# Judgement Call



## BookishBetrayal (Jul 30, 2011)

I just got my new little girl today and my breeder says to keep the wheel out for the first few days till they settle in and start eating regularly but...my girl is a climber so went ahead and gave her the wheel to try to deter the climbing but that only works for all of 10 minutes at a time. Should I maybe put her in the bath tub for the night till I can get some plexiglass tomorrow to line the sides of her cage? She's in a regular Guinea pig/chinchilla/rabbit cage one level till I move then I'm making a c&c with HIGH walls.

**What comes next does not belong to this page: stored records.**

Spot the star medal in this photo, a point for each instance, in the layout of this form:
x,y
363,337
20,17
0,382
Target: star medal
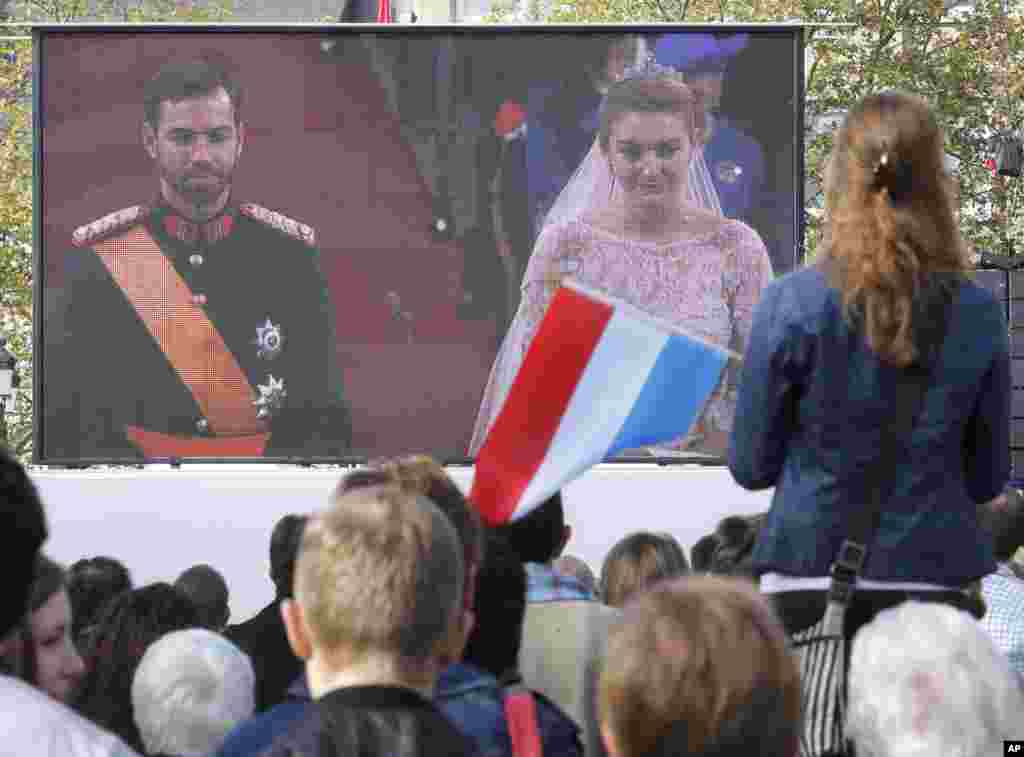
x,y
268,340
271,396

The bath generally is the warmest room being that it's the smallest but i'm afraid the actual tub might get to cold though  Any Ideas its 11:38 where I am so I can't exactly run out and get something now.


----------



## Hedgieonboard (Nov 15, 2009)

I think it's okay that you put the wheel in, I would have done the same and have let them have it from the beginning. If you have to resort to the bathtub you can put a folded blanket so that the cage isn't directly on the floor. I'm not sure if it would be safe for the hedgehog to be in the bathtub by himself, I have heard of people doing it before when traveling but not sure of the safety. If you did have to though with no other choice I would put some non snagging type blanket to cover the bottom so it won't be cold and the hideout with hedgie blankets or hedgie bags etc. Be careful with shampoo bottles and such if you keep them in there, I had a scary thing happen once where a big one feel into the tube when mine was in there for a cage cleaning. Luckily it missed but could have been bad so I always share just in case.


----------